И ей ничего не снится.
Она снится Дому.
Твой одинокий выстрел
Заставит меня вздрогнуть.
Заставит меня вздрогнуть.
не читать дальше.Они живут у Групи. Нет, у Эффи. Они договорились звать друг друга "нормально" и жить тоже "нормально". Хотя, конечно, никто не может запомнить сложное "Саукдыз", хоть и старается.
Это тоже нормальное имя в нормальном мире?
Они живут в нормальном мире у Эффи уже два дня. Завтра поезд в Петербург, а пока они то ли у друзей друзей, то ли у вообще у незнакомых людей, но Эффи все устроила, так что все хорошо.

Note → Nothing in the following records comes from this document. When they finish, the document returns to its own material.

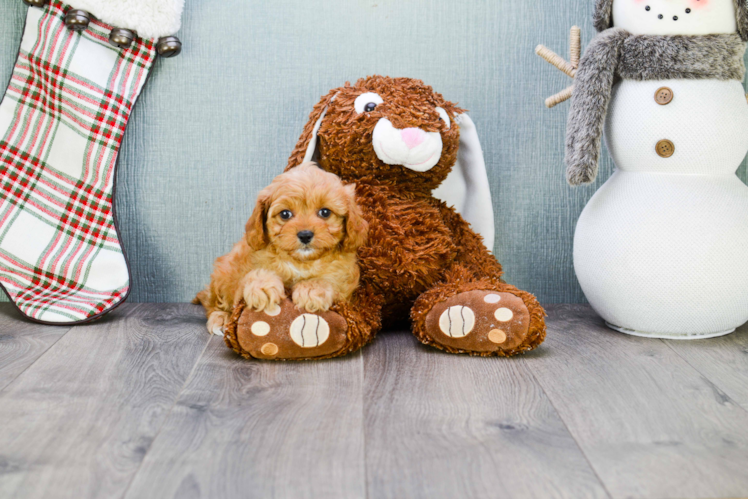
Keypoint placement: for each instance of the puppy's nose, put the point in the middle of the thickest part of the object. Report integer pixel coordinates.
(305, 236)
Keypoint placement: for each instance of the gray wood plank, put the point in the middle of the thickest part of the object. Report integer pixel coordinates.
(78, 423)
(253, 429)
(22, 342)
(650, 424)
(446, 426)
(724, 361)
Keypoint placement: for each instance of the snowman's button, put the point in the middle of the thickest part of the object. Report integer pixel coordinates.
(664, 96)
(665, 148)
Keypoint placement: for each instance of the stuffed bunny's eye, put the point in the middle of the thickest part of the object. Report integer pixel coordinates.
(368, 102)
(444, 116)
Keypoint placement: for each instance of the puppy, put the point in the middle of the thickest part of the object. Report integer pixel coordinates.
(302, 236)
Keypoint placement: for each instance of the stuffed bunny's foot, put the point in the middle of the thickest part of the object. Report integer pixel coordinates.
(286, 332)
(479, 322)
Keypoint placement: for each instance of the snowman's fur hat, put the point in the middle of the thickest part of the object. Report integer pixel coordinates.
(603, 17)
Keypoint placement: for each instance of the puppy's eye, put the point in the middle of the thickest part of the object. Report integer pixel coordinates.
(444, 116)
(366, 103)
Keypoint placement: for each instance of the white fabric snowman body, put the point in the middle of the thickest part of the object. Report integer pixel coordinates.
(660, 250)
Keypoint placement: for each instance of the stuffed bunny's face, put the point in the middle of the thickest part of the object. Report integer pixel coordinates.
(675, 17)
(395, 130)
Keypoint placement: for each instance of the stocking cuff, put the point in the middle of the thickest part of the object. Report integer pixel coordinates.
(149, 18)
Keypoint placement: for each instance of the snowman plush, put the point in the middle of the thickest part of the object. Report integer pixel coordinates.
(660, 250)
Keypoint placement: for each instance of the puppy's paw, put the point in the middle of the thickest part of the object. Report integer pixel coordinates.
(313, 296)
(263, 292)
(216, 322)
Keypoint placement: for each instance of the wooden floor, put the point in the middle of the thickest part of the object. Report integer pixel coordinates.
(144, 404)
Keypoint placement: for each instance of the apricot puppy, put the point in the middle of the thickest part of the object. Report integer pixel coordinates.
(302, 237)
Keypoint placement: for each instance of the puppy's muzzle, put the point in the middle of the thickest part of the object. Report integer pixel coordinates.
(305, 237)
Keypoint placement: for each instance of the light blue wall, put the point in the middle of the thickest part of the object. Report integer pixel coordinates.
(216, 124)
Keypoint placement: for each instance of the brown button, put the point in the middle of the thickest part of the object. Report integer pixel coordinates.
(664, 96)
(665, 148)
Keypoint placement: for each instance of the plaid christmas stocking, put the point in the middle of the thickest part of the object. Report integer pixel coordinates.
(61, 124)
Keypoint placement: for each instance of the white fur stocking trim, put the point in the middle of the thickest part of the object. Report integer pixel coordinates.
(150, 18)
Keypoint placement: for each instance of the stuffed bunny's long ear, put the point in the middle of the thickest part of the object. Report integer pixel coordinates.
(306, 147)
(466, 188)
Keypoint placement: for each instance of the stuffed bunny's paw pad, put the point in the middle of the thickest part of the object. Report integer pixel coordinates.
(286, 332)
(479, 322)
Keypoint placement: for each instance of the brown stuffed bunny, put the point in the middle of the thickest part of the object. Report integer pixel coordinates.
(398, 141)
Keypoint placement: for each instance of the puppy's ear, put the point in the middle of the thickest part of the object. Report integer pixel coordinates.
(356, 227)
(307, 145)
(257, 237)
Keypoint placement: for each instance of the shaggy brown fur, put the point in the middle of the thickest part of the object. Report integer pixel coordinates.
(419, 250)
(272, 258)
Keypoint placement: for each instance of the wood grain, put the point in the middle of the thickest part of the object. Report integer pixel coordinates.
(253, 429)
(447, 426)
(78, 423)
(723, 361)
(22, 342)
(650, 424)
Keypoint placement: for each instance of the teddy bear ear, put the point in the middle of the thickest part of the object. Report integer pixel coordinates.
(306, 147)
(466, 188)
(741, 11)
(603, 17)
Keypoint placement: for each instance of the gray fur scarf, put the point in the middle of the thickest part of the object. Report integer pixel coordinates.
(617, 53)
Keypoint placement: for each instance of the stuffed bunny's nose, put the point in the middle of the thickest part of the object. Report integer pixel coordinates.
(413, 137)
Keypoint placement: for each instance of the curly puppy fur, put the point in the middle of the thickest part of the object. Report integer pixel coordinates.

Все и правда хорошо: осознание, что тесная двухкомнатная квартира забита людьми создает ощущение уюта и безопасности Так было в Доме: всё всегда битком. Очень непривычно жить в квартире, и непривычно выходить не во двор, а сразу на улицу, и непривычно видеть столько людей на этой улице. Первый день Алиса никуда не выходила -- испуганно мотала головой, упиралась, когда ее звали, а потом почти расплакалась, так что Эффи и Саукдыз оставили ее дома и пошли на прогулку одни. Вернулись с продуктами, пошли готовить, спалили ужин. Смеялись на кухне. Алиса сидела все время, не шелохнувшись, под окном.

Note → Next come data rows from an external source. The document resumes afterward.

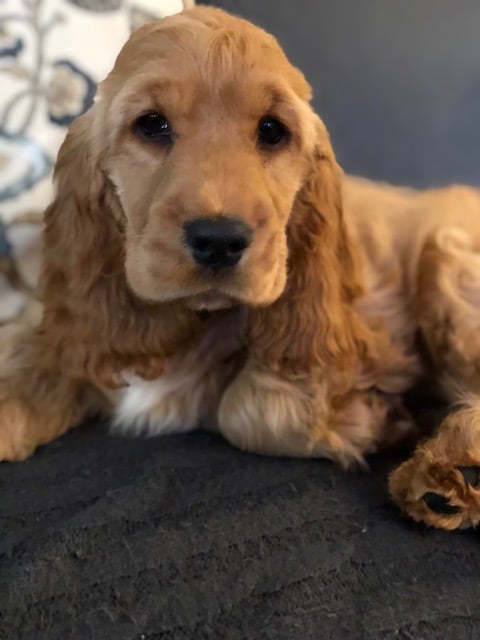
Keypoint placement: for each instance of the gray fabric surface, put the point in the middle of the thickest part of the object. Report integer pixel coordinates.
(184, 537)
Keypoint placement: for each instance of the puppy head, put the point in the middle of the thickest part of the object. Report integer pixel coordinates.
(204, 129)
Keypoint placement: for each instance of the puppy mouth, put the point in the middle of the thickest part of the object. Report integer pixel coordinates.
(212, 300)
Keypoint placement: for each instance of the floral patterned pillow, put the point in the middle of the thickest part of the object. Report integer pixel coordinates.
(52, 54)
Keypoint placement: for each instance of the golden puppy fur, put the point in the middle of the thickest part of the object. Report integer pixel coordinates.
(302, 348)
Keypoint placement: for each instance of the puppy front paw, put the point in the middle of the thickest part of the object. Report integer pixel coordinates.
(440, 484)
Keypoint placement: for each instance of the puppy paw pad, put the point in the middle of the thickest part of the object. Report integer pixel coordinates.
(439, 504)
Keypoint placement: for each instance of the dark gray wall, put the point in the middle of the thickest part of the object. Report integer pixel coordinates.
(396, 81)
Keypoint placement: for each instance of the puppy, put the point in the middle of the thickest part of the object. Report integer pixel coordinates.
(205, 264)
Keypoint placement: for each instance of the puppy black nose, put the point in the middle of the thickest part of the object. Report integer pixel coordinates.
(217, 242)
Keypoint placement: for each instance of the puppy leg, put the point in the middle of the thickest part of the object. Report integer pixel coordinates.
(440, 484)
(37, 403)
(265, 413)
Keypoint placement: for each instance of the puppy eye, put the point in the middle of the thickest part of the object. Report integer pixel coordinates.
(271, 132)
(153, 127)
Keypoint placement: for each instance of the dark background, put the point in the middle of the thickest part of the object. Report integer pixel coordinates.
(186, 538)
(396, 81)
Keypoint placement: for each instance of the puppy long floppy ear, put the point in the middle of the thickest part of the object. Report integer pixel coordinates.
(93, 326)
(312, 324)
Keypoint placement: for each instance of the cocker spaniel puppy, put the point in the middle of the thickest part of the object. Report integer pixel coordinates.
(200, 269)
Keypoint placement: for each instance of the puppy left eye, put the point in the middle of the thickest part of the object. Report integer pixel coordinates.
(271, 132)
(154, 127)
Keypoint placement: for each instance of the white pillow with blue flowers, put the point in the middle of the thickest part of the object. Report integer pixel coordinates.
(52, 54)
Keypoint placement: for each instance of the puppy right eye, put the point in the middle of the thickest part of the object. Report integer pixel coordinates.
(153, 127)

Она думает, что совершила ошибку. Мама так и не позвонила, хоть Алиса и ждала: сидела, глядя на экран телефона. Чуда не произошло до сих пор, потому что мама, конечно, забыла, что у нее был Выпускной. Возможно, она и про дочку забыла. Алиса не хочет звонить сама. И в Москву не хочет. Все важные вещи давно растерялись и забыты, все умещается в рюкзак и сумку. Она едет в Петербург с Эффи и Саукдызом. Она оставила в Доме свою майку с Тинкербелл, запасной платок и Опиума.
Мама не позвонила, в квартире много народа. В соседней комнате какие-то люди, которые смотрят на нее как на циркового зверька. Издеваются, просят "повторить", потому что "не расслышали". Ребята защищают ее, но ребята не будут защищать ее всю жизнь.

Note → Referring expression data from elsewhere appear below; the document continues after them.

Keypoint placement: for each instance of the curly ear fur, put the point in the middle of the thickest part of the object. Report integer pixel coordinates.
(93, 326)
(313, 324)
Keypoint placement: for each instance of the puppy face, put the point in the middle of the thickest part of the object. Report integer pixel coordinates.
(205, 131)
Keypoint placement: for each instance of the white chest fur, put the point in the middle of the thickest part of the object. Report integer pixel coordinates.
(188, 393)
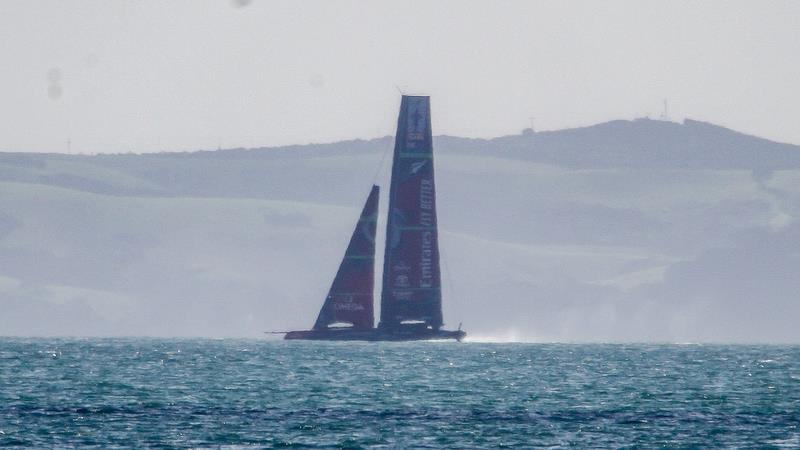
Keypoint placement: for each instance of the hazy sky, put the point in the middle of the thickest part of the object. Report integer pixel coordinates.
(117, 76)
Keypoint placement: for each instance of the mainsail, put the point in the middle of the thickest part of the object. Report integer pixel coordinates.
(350, 298)
(411, 281)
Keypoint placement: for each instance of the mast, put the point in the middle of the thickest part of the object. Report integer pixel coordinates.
(411, 278)
(350, 299)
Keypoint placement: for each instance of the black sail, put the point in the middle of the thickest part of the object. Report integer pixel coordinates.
(411, 278)
(350, 298)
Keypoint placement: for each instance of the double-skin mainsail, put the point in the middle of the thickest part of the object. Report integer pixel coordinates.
(411, 296)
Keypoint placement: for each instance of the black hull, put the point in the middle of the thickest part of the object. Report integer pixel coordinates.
(375, 335)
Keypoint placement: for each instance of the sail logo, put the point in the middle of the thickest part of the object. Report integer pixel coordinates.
(346, 303)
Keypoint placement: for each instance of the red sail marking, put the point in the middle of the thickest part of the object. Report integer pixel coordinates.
(350, 298)
(411, 279)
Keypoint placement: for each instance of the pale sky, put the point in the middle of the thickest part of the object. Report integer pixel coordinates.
(118, 76)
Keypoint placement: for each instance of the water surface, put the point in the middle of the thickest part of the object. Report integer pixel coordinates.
(264, 394)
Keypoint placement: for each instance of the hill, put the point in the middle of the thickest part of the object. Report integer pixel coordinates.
(627, 230)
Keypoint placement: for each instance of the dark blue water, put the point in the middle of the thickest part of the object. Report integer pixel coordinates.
(265, 394)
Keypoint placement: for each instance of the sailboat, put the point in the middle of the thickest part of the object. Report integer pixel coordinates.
(411, 295)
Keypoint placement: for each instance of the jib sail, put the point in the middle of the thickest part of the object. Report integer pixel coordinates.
(350, 298)
(411, 282)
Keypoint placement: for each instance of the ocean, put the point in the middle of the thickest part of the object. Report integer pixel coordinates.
(188, 393)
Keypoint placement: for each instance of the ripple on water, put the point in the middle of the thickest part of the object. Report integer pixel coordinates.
(238, 394)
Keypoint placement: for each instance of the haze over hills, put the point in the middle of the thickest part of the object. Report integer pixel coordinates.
(639, 230)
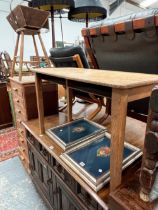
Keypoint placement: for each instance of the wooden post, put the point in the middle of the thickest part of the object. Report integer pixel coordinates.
(15, 54)
(21, 55)
(118, 122)
(69, 102)
(44, 50)
(36, 50)
(39, 96)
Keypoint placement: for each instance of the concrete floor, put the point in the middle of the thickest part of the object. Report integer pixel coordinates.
(17, 191)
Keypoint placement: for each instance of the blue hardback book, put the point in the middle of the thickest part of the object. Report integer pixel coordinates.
(75, 132)
(91, 160)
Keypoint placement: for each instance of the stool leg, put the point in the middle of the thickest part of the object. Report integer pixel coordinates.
(15, 54)
(44, 50)
(21, 55)
(36, 50)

Хорошо, что она уехала с Багирой. По крайней мере, ее кто-то обнимает перед сном. Правда сбежать из таких объятий трудно: сегодня пришлось потратить почти полчаса, чтобы выскользнуть незамеченной и не разбудить.
Ей жалко забытую майку. Конечно, она оставила ее специально, думала, символ такой, полегчает. Не полегчало.
Ей жалко забытого Опиума. Она думает, кому позвонить, чтобы узнать, где он лежит, а еще лучше -- куда пойти, чтобы его встретить.
Она прислоняется лбом к прохладному стеклу, закрывает глаза и представляет.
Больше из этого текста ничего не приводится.